Basado en Venganza de Paris Legaz
Los sesos esparcidos en el suelo le hicieron cagarse.
Olor a humo y sangre. Su última visión,
un hombre llorando antes de jalar del gatillo.
La
puerta del cuarto estaba abierta. Y al oír el primero disparo, la niña abrió
los ojos y vio como un segundo disparo, le desaparecía las orejas a su perrito
“poky”. Se acurrucó en su cama y abrazó la
almohada.
El
hombre que se paseaba por el salón, a la vista de la niña, no hacía más que
resoplar y manchar de rojo todo el piso.
Sus manos temblaban y cuando se pasaba la manga de la chaqueta por la boca —que
no era su boca, aunque tenía tanto tiempo con esa máscara que la sentía como
una segunda piel— el sonido del roce del hule hacía que un escalofrió lo
estremeciera.
La
niña lo veía desde el cuarto embojotada en su cobija, con los ojos abiertos en
par en par.

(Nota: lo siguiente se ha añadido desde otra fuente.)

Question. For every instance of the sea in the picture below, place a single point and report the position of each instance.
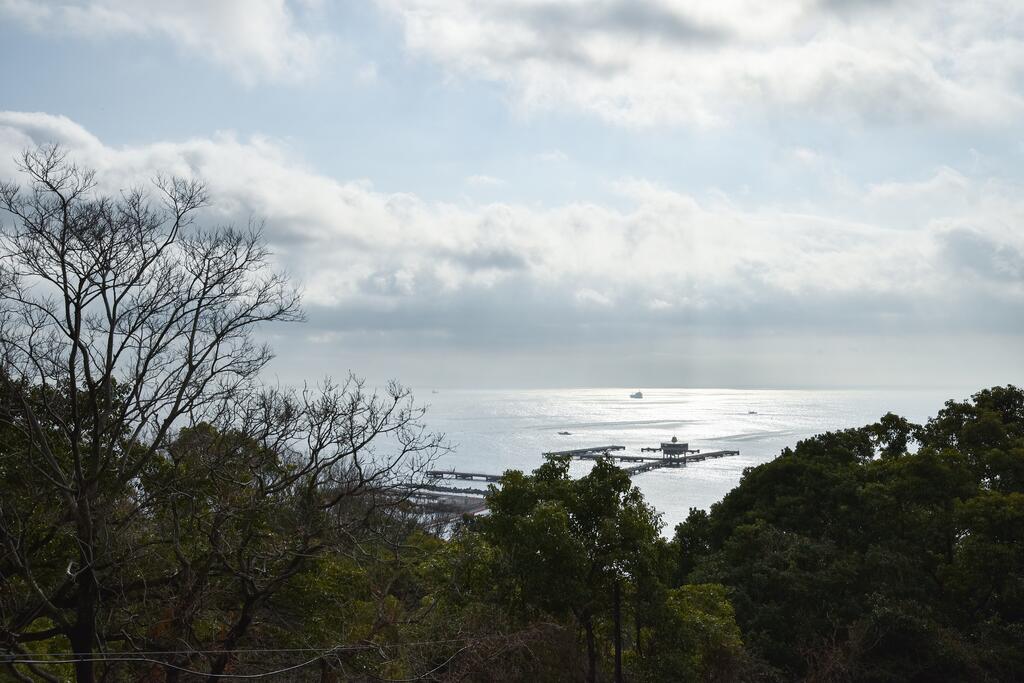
(492, 431)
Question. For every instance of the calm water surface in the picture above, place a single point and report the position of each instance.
(494, 431)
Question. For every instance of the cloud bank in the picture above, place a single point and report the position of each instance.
(254, 40)
(644, 62)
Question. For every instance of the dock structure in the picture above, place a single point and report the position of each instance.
(588, 454)
(673, 455)
(464, 476)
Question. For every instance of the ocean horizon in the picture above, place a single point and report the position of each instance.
(495, 430)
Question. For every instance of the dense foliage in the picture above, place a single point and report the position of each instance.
(165, 517)
(888, 553)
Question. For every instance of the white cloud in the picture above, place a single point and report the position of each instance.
(484, 180)
(255, 40)
(666, 252)
(678, 61)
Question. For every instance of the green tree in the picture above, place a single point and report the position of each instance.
(570, 546)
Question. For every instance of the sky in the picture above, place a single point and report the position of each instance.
(476, 194)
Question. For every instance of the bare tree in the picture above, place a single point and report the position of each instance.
(122, 324)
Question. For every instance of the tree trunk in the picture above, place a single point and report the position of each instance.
(83, 634)
(239, 630)
(617, 616)
(591, 651)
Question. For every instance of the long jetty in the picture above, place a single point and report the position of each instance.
(464, 476)
(677, 458)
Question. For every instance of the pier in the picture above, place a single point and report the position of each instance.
(464, 476)
(597, 452)
(673, 455)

El temblor le empezó desde los pies, el sudor y las lágrimas le irritaban
los ojos y con la boca seca gritó: ¡mami,
corre, el hombre malo está afuera!. Cuando el reloj dio una campanada, el
hombre de la máscara volteó y ladeando un poco la cabeza, se interesó por lo
que estaba debajo de esa cobija. Se acercó poco a poco, empuñando la escopeta con la mano derecha, apartando de una patada
el cuerpo de “poky”. Se detuvo en medio del pasillo, resopló por enésima vez y volvió
para tomar por los cabellos a la mujer que estaba tirada en el piso junto al
sofá y que sollozaba sin parar, la colocó para que, ese par de ojos verdes que
eran idénticos a los suyos, los observara. Levantó el arma con lentitud y disparó… los sesos y la sangre salieron
volando por todo el pasillo, dejando tras si una pintura surrealista en las
paredes.
La
niña —al ver la escena— se le relajaron los esfínteres y una mancha oscura se
abrió paso en su pijama. Arrugó su nariz y se quitó la cobija; al notar lo mucho
que estaba mojada tanto ella como la cama, se empezó a desvestir. Al alzar de
nuevo la cabeza vio al “hombre malo” en la entrada de su cuarto, apuntándola
con la escopeta. Su atención se centró en el anillo ostentoso, que éste tenía en
el dedo anular de la mano izquierda.
—
¡Papito, papito!, te juro que no me vuelvo a orinar—. Dijo la niña, cerrando
los ojos y abriendo los brazos.
—No,
princesa, ya sé que no lo harás más.